Emerging Industries 
The government work report identified certain industries as new quality productive forces. “We will formulate development plans for the industries of the future, open up new fields such as quantum technology and life sciences, and create a number of zones for pioneering the development of future-oriented industries,” the report read.  

The report also pledged that the government will increase its inputs over a range of high-tech fields, including “intelligent connected new-energy vehicles,” hydrogen power, new materials, innovative drugs, bio-manufacturing, commercial spaceflight and the low-altitude economy, including aviation.  

China has made impressive progress in emerging industries. Throughout 2023, exports of new energy vehicles (NEVs), lithium-ion batteries and photovoltaic (PV) panels surpassed the milestone trillion-yuan threshold to reach 1.06 trillion yuan (US$147b), up by 29.9 percent from last year.  

In 2023, exports of mechanical and electrical products accounted for 58.6 percent of China’s total export value, while exports of labor-intensive products dropped to 17.3 percent.  

According to many Chinese experts, what sets apart the “new quality productive forces” strategy from other initiatives is that it stresses the importance of taking a systemic and holistic approach to fostering innovation.  

Developing new quality productive forces presents “entirely new requirements for innovation models, resources allocation and industrial organization, which can only be achieved through a systemic transformation,” Jin Li, a professor of finance from Peking University, told NewsChina.

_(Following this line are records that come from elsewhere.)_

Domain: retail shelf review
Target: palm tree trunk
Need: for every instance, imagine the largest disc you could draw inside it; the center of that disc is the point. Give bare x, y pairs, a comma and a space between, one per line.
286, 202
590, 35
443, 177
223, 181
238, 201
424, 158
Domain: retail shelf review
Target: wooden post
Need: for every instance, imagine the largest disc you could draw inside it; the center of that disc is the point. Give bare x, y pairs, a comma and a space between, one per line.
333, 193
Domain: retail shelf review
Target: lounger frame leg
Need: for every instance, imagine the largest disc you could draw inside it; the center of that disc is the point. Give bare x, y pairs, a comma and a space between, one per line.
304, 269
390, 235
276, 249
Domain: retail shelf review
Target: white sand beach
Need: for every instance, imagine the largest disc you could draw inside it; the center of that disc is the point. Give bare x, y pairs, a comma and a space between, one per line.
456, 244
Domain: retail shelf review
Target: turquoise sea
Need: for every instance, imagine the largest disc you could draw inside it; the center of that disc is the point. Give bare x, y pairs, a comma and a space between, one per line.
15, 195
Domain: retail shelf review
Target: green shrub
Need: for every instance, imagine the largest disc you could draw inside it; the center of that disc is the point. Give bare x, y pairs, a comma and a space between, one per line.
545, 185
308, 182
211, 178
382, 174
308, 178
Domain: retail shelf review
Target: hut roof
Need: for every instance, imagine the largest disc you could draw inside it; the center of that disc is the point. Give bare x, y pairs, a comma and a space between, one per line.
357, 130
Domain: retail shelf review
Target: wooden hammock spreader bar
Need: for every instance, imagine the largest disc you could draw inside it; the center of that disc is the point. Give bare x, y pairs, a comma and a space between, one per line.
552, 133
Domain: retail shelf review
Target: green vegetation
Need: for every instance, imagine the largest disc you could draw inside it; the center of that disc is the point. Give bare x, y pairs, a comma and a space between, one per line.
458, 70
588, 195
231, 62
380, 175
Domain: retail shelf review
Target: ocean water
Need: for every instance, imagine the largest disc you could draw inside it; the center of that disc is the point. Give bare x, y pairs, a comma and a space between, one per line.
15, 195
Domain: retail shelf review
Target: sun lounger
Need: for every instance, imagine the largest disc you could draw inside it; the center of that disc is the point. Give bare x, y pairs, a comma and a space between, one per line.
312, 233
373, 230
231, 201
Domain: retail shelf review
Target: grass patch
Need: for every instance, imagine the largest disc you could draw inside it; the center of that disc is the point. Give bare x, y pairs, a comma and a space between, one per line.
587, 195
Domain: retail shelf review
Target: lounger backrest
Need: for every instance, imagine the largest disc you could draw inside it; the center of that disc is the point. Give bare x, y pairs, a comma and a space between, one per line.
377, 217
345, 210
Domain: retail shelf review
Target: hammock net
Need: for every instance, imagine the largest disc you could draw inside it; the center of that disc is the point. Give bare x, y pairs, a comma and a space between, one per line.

Jin stressed that China needs to take advantage of its “whole-nation” approach to conduct institutional and regulatory reforms to nurture the development of new quality productive forces.  

‘Local Conditions’ 
Since the concept of new quality productive forces was suggested, the governments of more than 10 provinces and municipalities, ranging from coastal Guangdong, Shanghai, Zhejiang and Jiangsu, to the inland regions of Sichuan, Chongqing and Hunan, have released policies to support the initiative in their own government work reports for 2024.  

But experts warned that local and regional governments should be prudent in their implementation of the policy. “There is a clear regional disparity in the development of new quality productive forces,” Hu Ying, a professor of political science from the Guangzhou-based Sun Yat-Sen University, told NewsChina. Digital industries, for example, are mostly concentrated in first-tier cities, Hu said, adding that provincial and regional governments must adopt pragmatic approaches and aim for tangible results.  

In a deliberation session with delegates from Jiangsu Province held on the sidelines of the NPC, President Xi stressed that “localities should take into account their own resource endowment, industrial foundation and scientific research conditions in promoting the development of new industries, models and growth drivers in a selective manner,” instead of enacting “a headlong rush into projects and the formation of industry bubbles.”  

For Wei Chonghui, a political scientist from Shanghai Jiao Tong University, as developing new quality productive forces has been identified as the top task of China’s central government, local governments must not make reckless investments in pursuit of short-term political gains. “Developing new quality productive forces will be a long-term process and we cannot rush it,” Wei said, stressing that “the immediate goal of the strategy should be to stabilize market expectations.”